Up to 75 percent of all anaplasma infections proceed without any recognizable signs of illness. After an incubation period of about five to 30 days, flu-like symptoms (high fever, headache, aching limbs, muscles and joints) may occur. Rarely, abdominal pain, nausea, vomiting and diarrhea occur. Severe complications such as multiple organ failure, meningitis, and acute respiratory distress syndrome may occur in people with compromised immune systems.
Situation in Austria
In veterinary medicine, the pathogen has been known since 1932, and the first infection in humans was reported in the 1990s. For the first time, Anaplasma phagocytophilum DNA was detected in the common wood tick(Ixodes ricinus) and deer in 2002. The presence of Anaplasma in ticks and deer has been repeatedly confirmed since then. Human diseases with source of infection in Austria are very rare but severe courses have been documented.
The vector of A. phagocytophilum in Europe is the tick species Ixodes ricinus. The prevalence of A. phagocytophilum in different countries ranges from 0.5% to 34% , with high variability within and between countries. In Central and Eastern Europe, high variability in prevalence was found in different countries, ranging from low levels in Hungary and Moldova (0.5%-2.4%) to intermediate levels in Slovakia and Russia (8%-9%) to high levels of 34% in Bulgaria.
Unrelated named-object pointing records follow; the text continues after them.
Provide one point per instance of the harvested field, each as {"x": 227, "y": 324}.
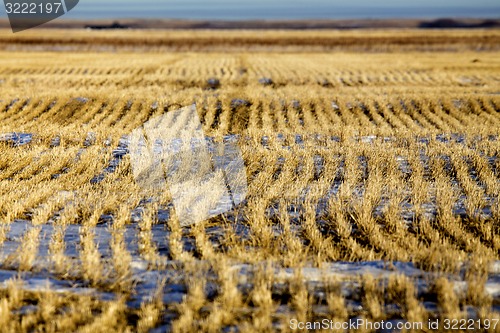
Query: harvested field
{"x": 373, "y": 183}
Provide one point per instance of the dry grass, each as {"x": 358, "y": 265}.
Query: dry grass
{"x": 352, "y": 157}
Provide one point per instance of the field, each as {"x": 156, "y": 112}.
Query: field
{"x": 372, "y": 162}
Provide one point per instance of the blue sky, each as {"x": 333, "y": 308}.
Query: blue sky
{"x": 283, "y": 9}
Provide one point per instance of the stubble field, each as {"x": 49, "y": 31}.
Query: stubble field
{"x": 373, "y": 172}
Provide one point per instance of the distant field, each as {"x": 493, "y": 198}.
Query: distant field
{"x": 372, "y": 160}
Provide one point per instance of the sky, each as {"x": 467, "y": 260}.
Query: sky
{"x": 282, "y": 9}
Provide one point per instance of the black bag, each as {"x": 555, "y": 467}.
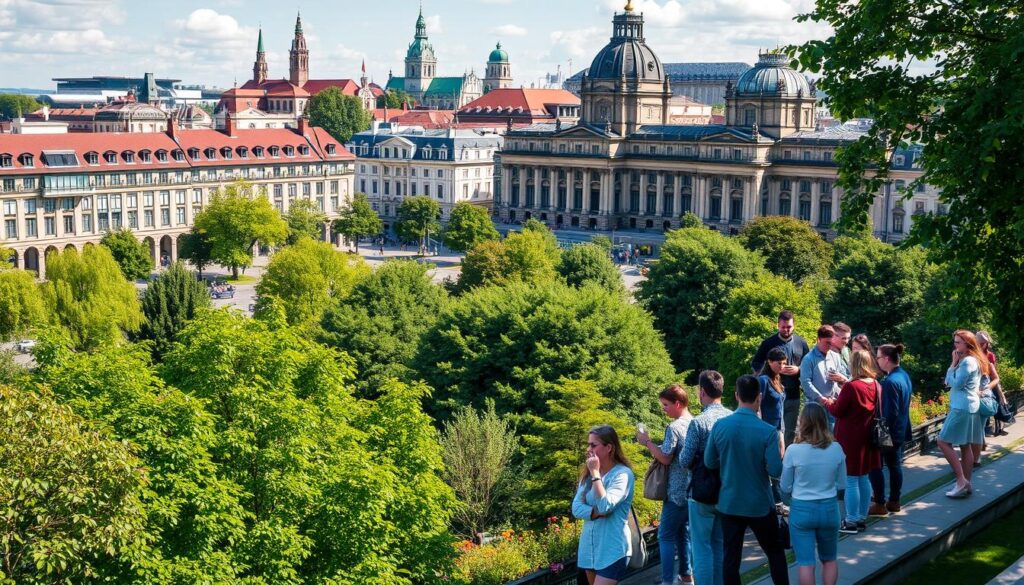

Therapy: use of doxycycline should be initiated when clinically suspected. Therapy is most effective when started early in the course of illness. Doxycycline is highly effective, and there are no reports of posttherapeutic relapse. Treatment usually responds rapidly and results in significant clinical improvement within 24 to 72 hours. A possible alternative for patients with doxycycline allergy or mild disease during pregnancy is rifampicin.
Although human anaplasmosis has been reported very rarely in Austria, it should be considered as a differential diagnosis in patients with fever with low leukocyte and platelet counts and elevated C-reactive protein after a tick bite.
The standard serologic test for the diagnosis of anaplasmosis is the indirect immunofluorescence assay (IFA). Examination of paired serum samples allows detection of a significant (fourfold) increase in antibody titers. This improves the validity of the serology. The first sample should be collected during the first week of illness; the result is often negative. The second sample is taken 2 to 4 weeks later. IgM antibodies are less specific than IgG antibodies and can lead to false positive results. IgM results alone should not be used for laboratory diagnosis. During the acute phase of illness, whole blood analysis by polymerase chain reaction (PCR) can be performed. This method is highly sensitive at the onset of illness; however, sensitivity may decrease after antibiotic use has begun.